The bill also requires:
· Seasonal restrictions on exploration or development to protect fish and wildlife; limiting exploration to the period of Nov. 1 to May 1 yearly;
· That all pipelines be designed to protect passages for migratory species; and to protect the flow of water;
· That facilities be consolidated to prevent sprawl;
· That air traffic be reduced to prevent disturbances to fish and wildlife;
· That all hazardous wastes be properly disposed of, that there be fuel and oil spill contingency plans, that all air and water quality standards be met; and that subsistence hunting be protected.
· For Alaska Natives the bill permits oil development to occur from beneath Native lands, provided that no more than 2,000 acres of the surface area is disturbed. The bill specifically permits Native land development by repeal of the Section 1003 prohibition of development in ANILCA (Sec. 3).
· The bill provides a means for the Kaktovik Inupiat Corp. (KIC) and the Arctic Slope Regional Corp. to gain the final 2,000 acres of land entitlements (conveyance) they were granted in 1983 under terms of the Alaska Native Claims Settlement Act of 1971. (Sec. 11)
· Local Native residents, who have the most knowledge of local conditions on the coastal plain, specifically have to be consulted by federal agencies and the Secretary of the Interior to make sure their views are taken into account before development decisions are made. Specifically the government must consult with local residents before taking action in coordination with a State coordinator appointed by Alaska’s Governor – a process similar to the inspection and decision making under the current Joint Pipeline Office that monitors the Trans-Alaska oil pipeline (TAPS) (Sec. 2).
· To guarantee that the knowledge of the natural resources, the flora and fauna held by the Kaktovikmuit Inupiat are tapped, a local coordination office must be established in Kaktovik to allow local citizens of the village a “one stop” center for them to advise federal officials of the history and local conditions of the area. (Sec. 12)
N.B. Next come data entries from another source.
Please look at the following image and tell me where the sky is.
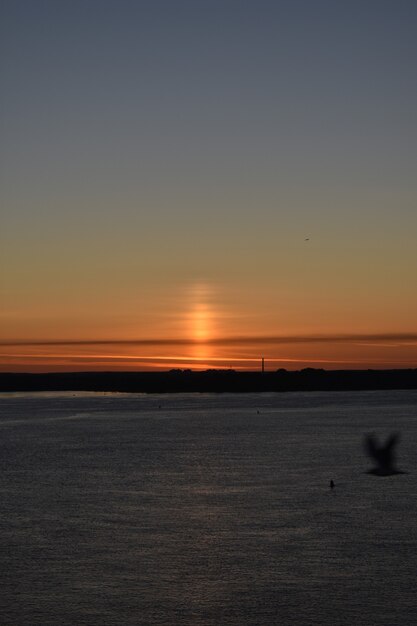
[0,0,417,371]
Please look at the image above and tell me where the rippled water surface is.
[0,391,417,626]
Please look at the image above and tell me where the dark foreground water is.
[0,392,417,626]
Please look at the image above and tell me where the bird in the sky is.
[365,433,405,476]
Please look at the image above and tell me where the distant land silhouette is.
[0,368,417,393]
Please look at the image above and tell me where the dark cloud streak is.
[0,333,417,347]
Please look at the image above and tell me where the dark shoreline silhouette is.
[0,368,417,393]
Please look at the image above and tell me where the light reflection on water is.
[0,392,417,626]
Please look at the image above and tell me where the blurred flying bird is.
[365,433,404,476]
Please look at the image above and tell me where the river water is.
[0,391,417,626]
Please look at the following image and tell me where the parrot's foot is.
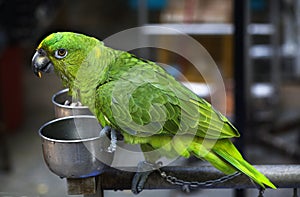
[99,126,118,153]
[131,161,161,194]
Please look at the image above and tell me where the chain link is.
[157,168,241,192]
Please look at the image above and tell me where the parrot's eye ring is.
[54,49,68,59]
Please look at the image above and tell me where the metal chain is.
[157,168,241,192]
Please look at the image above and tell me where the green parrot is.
[32,32,276,193]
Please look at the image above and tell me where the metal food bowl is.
[39,115,114,178]
[52,88,92,118]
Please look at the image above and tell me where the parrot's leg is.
[99,126,118,153]
[131,144,160,194]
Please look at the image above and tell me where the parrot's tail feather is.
[213,140,276,189]
[193,139,276,189]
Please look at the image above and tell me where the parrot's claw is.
[131,161,159,194]
[99,126,118,153]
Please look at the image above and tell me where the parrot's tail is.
[192,139,276,189]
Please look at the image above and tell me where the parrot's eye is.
[54,49,68,59]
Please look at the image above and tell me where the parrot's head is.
[32,32,100,82]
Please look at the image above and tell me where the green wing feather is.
[98,53,239,139]
[96,53,276,188]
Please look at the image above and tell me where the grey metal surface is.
[98,165,300,190]
[39,115,114,178]
[52,89,92,118]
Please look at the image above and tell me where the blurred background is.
[0,0,300,196]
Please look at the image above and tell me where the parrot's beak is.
[32,49,53,78]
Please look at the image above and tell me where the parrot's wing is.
[97,54,239,139]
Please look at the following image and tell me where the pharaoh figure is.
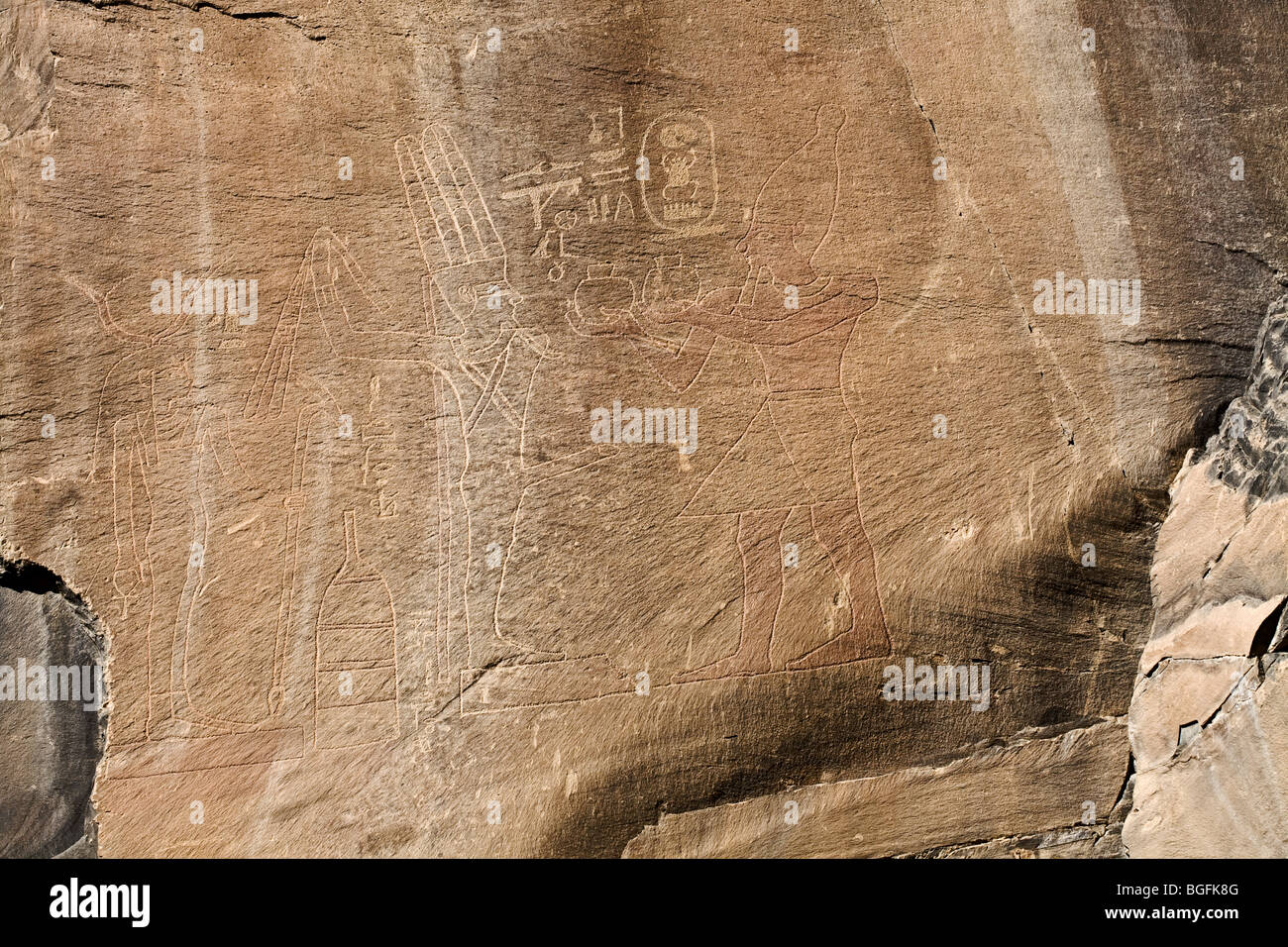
[246,125,612,686]
[86,290,292,743]
[634,106,890,681]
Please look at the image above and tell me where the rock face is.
[0,0,1288,857]
[0,562,106,858]
[1124,299,1288,857]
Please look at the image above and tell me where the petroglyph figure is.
[632,106,890,682]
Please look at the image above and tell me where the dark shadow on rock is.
[0,559,107,858]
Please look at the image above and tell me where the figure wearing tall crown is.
[636,106,890,682]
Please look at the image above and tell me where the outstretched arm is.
[662,277,877,346]
[627,320,716,391]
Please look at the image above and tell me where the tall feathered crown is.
[752,104,845,258]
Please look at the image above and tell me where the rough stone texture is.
[1124,299,1288,858]
[0,559,106,858]
[0,0,1288,857]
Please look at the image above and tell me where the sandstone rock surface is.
[0,0,1288,857]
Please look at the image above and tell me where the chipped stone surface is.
[626,720,1126,858]
[0,559,104,858]
[1124,300,1288,857]
[0,0,1288,857]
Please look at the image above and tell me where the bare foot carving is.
[675,653,773,684]
[787,631,890,672]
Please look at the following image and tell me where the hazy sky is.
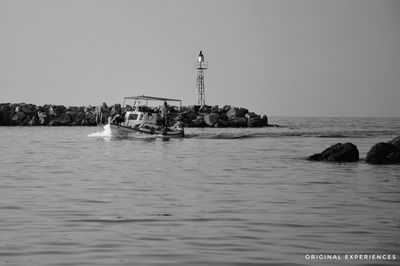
[0,0,400,116]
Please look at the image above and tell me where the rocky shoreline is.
[307,136,400,164]
[0,103,277,127]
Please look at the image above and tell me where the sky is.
[0,0,400,117]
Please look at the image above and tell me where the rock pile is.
[308,142,359,162]
[0,103,276,127]
[365,137,400,164]
[180,105,277,127]
[0,103,101,126]
[308,136,400,164]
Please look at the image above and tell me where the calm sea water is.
[0,118,400,265]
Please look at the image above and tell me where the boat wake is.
[88,124,169,140]
[88,124,112,138]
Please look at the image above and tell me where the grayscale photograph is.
[0,0,400,266]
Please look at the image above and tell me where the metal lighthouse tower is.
[195,51,208,106]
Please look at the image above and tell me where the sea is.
[0,117,400,266]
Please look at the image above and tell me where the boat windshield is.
[128,114,138,120]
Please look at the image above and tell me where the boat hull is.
[109,124,185,138]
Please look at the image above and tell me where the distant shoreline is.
[0,103,278,128]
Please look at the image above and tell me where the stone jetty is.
[0,103,277,127]
[307,136,400,164]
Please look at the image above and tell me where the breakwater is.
[0,103,276,127]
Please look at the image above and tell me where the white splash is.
[88,124,111,138]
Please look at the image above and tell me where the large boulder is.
[227,116,247,127]
[49,113,72,126]
[37,109,49,126]
[261,115,268,127]
[11,112,26,126]
[211,105,219,113]
[388,136,400,150]
[199,104,211,114]
[27,115,39,126]
[226,107,239,118]
[0,103,10,126]
[204,114,218,127]
[247,115,263,127]
[236,107,249,117]
[21,104,36,115]
[214,118,229,127]
[308,142,359,162]
[365,142,400,164]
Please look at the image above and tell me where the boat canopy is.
[122,95,182,107]
[124,95,182,102]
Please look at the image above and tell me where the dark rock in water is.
[211,105,219,113]
[204,114,219,127]
[49,113,71,126]
[387,151,400,164]
[51,105,67,117]
[308,142,359,162]
[214,118,229,127]
[236,107,249,117]
[226,107,239,119]
[27,115,39,126]
[0,103,10,126]
[365,142,400,164]
[388,137,400,150]
[11,112,26,126]
[247,116,262,127]
[199,105,211,114]
[37,111,49,126]
[227,116,247,127]
[261,115,268,127]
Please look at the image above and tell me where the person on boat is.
[161,101,168,129]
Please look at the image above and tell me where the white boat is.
[108,95,185,137]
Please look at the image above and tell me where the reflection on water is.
[0,120,400,265]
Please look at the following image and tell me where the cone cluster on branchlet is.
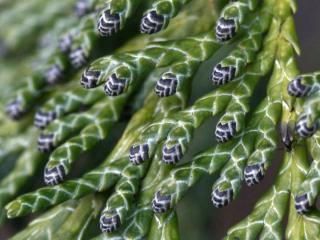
[0,0,320,240]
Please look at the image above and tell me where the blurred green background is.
[0,0,320,240]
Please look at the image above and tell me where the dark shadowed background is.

· Local governments in Alaska affected by oil development, whether the village of Kaktovik, the North Slope Borough, or the villages to the south of the refuge are open to apply for aid from a $15 million Local Government Impact Aid Assistance Fund, should they be affected by oil development. Up to $7.5 million a year is automatically appropriated from ANWR receipts to fund the planning mitigation assistance yearly. There are criteria that must be met for communities to obtain the impact aid (Sec. 12).